And, within that, this very real note about what doesn’t work:

If your strategy is to reach out to all the bloggers in your industry and get them to write about you, that’s pretty much what every other startup is going to do–and anyone who has done it will tell you the results will likely be underwhelming.

So make it real, and also realistic. Don’t just do what everybody else has done.

4) A financing strategy that gets you *somewhere*–When I say *somewhere,* I really mean one of three outcomes: getting critical mass (whatever that is for you) or at a product milestone that makes your venture fundable, starting to get revenues or cash-flow positive. When someone asks you, “What does this money get you?” they really want to know that it gets you to some amount of users, coverage of certain platforms, first enterprise customers, whatever it is. Just something more mission critical than “18 months.”

Notice that it’s not necessarily all the way to the exit strategy.
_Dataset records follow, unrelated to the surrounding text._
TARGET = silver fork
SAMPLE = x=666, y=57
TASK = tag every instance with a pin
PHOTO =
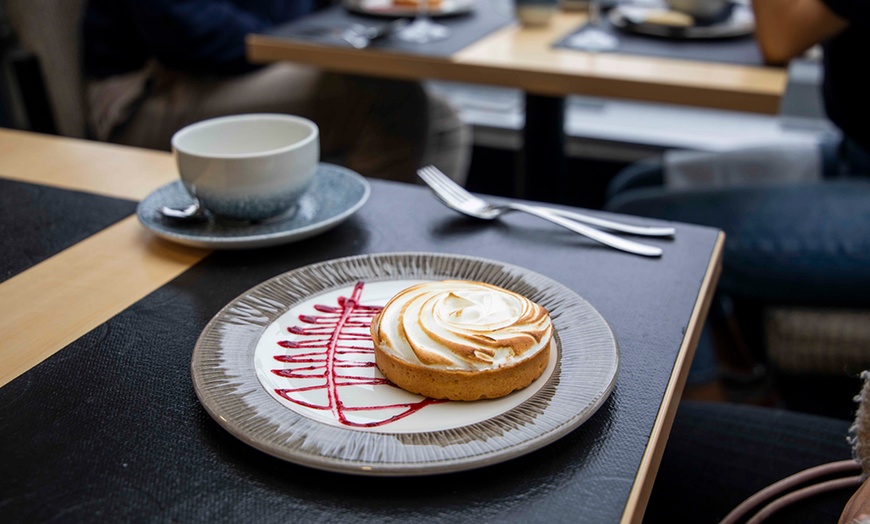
x=456, y=197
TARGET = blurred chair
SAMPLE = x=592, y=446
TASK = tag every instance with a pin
x=45, y=73
x=797, y=258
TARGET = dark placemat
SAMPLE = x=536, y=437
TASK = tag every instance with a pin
x=37, y=222
x=110, y=428
x=465, y=29
x=737, y=50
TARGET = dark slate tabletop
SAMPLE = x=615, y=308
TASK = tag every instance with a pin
x=110, y=429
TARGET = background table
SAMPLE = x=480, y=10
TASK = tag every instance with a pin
x=524, y=58
x=100, y=420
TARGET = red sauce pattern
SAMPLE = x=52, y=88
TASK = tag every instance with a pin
x=330, y=347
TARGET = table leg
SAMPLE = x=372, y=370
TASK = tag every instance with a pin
x=542, y=172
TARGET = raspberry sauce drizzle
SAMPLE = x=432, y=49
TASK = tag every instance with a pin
x=338, y=340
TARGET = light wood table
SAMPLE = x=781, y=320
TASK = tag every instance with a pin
x=524, y=58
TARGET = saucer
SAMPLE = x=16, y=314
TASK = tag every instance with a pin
x=739, y=22
x=335, y=194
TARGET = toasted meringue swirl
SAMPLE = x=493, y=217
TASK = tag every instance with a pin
x=463, y=325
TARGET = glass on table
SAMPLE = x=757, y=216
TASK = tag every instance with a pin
x=593, y=37
x=423, y=30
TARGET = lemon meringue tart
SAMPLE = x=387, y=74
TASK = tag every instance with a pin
x=461, y=340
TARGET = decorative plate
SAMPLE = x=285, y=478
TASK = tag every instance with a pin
x=407, y=9
x=288, y=368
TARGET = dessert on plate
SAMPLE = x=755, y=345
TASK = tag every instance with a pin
x=461, y=340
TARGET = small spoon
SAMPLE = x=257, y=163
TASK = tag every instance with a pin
x=193, y=212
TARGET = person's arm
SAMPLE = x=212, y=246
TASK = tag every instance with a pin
x=787, y=28
x=199, y=35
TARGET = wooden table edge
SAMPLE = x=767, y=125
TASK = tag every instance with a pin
x=642, y=488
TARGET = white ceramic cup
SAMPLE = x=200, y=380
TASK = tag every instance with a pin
x=700, y=9
x=248, y=167
x=535, y=13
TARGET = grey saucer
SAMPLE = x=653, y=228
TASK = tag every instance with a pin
x=335, y=195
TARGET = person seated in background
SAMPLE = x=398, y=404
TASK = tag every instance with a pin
x=154, y=66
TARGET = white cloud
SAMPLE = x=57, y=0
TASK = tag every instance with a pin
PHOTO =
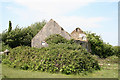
x=53, y=7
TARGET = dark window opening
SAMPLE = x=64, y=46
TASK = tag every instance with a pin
x=62, y=28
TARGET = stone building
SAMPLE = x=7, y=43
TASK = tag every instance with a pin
x=53, y=28
x=49, y=29
x=80, y=37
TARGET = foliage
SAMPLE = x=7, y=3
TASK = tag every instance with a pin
x=117, y=50
x=98, y=47
x=21, y=36
x=10, y=26
x=64, y=58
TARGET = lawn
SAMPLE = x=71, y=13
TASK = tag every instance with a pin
x=109, y=70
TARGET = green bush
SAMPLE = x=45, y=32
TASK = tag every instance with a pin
x=64, y=58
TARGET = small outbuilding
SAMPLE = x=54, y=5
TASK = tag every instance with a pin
x=49, y=29
x=80, y=37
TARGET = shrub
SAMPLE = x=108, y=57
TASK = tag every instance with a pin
x=98, y=47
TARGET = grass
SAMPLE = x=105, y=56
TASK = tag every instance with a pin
x=107, y=71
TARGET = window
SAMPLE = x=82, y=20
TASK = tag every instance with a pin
x=43, y=43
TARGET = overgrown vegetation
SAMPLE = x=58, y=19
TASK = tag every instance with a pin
x=64, y=58
x=100, y=48
x=61, y=55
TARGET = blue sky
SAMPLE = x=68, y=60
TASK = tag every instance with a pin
x=99, y=16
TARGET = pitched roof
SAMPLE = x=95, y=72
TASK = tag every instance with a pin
x=50, y=28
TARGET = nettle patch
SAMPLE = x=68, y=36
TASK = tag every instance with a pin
x=64, y=58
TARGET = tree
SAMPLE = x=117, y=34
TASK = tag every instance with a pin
x=98, y=47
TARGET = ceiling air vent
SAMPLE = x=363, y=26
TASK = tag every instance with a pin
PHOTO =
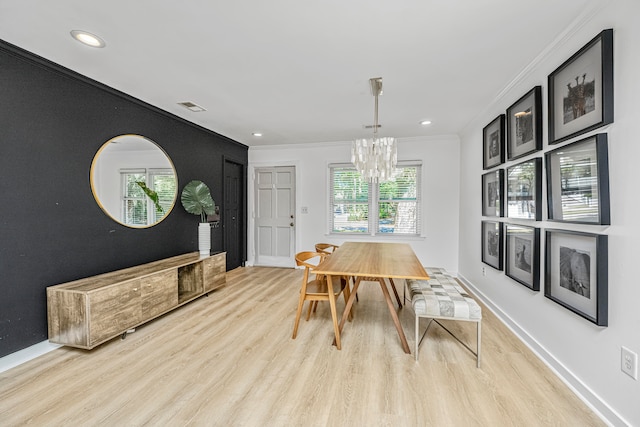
x=191, y=106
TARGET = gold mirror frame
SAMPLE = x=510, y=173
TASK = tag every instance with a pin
x=116, y=168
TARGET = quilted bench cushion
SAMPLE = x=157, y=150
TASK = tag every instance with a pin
x=442, y=296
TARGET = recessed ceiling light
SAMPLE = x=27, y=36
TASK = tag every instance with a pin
x=88, y=38
x=191, y=106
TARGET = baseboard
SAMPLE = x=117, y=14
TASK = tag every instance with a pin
x=591, y=399
x=19, y=357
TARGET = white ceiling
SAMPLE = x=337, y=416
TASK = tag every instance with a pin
x=298, y=70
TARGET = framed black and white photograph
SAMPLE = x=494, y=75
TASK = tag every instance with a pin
x=492, y=190
x=493, y=143
x=524, y=125
x=492, y=246
x=522, y=247
x=578, y=182
x=576, y=273
x=524, y=190
x=581, y=90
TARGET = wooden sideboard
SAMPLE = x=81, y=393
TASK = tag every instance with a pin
x=87, y=312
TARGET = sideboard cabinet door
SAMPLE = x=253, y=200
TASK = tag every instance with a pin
x=159, y=293
x=214, y=271
x=114, y=309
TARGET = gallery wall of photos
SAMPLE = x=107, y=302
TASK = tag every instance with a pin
x=576, y=171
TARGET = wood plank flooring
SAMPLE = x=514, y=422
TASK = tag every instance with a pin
x=229, y=360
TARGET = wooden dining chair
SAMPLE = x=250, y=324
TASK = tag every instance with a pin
x=316, y=288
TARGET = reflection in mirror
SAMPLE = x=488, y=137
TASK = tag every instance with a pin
x=133, y=181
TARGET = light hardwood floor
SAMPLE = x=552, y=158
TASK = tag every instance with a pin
x=229, y=360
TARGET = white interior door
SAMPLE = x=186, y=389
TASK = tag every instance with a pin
x=274, y=216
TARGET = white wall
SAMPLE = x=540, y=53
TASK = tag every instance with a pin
x=440, y=184
x=587, y=356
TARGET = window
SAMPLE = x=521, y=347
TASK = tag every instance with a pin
x=395, y=204
x=137, y=208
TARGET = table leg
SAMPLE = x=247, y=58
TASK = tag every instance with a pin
x=334, y=315
x=394, y=316
x=347, y=308
x=395, y=291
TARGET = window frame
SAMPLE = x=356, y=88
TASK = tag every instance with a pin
x=373, y=204
x=150, y=212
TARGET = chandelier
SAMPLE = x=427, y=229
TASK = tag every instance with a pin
x=375, y=158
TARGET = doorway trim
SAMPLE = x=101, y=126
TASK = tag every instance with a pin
x=251, y=225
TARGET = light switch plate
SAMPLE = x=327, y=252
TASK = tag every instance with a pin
x=629, y=363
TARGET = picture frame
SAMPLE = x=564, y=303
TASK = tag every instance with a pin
x=492, y=244
x=492, y=191
x=522, y=255
x=576, y=273
x=523, y=183
x=578, y=182
x=493, y=143
x=581, y=90
x=524, y=125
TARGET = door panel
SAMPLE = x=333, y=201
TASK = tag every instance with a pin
x=275, y=222
x=233, y=216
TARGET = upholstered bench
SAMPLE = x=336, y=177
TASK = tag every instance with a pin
x=442, y=297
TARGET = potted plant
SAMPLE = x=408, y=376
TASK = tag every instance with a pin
x=196, y=199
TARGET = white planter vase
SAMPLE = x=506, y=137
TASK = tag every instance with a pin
x=204, y=238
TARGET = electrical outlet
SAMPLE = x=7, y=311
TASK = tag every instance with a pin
x=629, y=363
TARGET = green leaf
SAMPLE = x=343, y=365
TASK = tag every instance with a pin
x=196, y=199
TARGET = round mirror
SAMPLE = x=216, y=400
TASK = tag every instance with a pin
x=134, y=181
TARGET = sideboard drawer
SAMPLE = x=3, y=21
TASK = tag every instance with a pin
x=114, y=309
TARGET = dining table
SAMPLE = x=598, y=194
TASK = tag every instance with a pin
x=373, y=261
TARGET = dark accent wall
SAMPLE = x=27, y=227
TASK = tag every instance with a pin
x=52, y=122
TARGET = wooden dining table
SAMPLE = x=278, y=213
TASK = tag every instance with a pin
x=374, y=262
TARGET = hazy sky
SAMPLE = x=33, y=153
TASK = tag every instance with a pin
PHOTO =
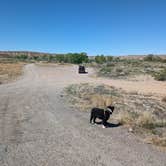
x=111, y=27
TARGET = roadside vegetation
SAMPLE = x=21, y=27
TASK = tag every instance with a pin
x=10, y=71
x=123, y=68
x=106, y=66
x=144, y=114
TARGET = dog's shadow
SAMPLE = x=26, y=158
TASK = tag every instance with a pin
x=110, y=125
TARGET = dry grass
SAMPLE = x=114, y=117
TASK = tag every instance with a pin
x=143, y=113
x=87, y=96
x=10, y=71
x=156, y=140
x=164, y=99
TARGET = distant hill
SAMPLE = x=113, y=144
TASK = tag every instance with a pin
x=10, y=54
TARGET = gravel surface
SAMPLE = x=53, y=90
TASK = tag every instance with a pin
x=38, y=129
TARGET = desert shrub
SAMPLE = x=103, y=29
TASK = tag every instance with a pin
x=22, y=57
x=109, y=58
x=152, y=57
x=156, y=140
x=100, y=59
x=126, y=117
x=160, y=76
x=146, y=120
x=164, y=99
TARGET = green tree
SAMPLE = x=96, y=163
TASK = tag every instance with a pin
x=100, y=59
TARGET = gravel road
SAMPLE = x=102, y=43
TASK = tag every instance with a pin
x=38, y=129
I find this very refreshing, looking at some real next step, and going back to the foundation of metrics and milestones, trackability.

5) Specific value creation –The easiest way to show value creation is to say that each customer is worth X dollars in revenue. Pair that with the cost of customer acquisition and net worth; there’s your business. I don’t care if these are wild-ass guesses–at least make some attempt at showing that at customer N, your business is worth X.

That’s a very nice summary of “value creation.” Units times price.

What I like about this post is that it gets away from the standards I find myself listing too often: exit strategy, differentiation, growth potential, defensibility, management team and so on. This different way of looking at it seems very useful to me.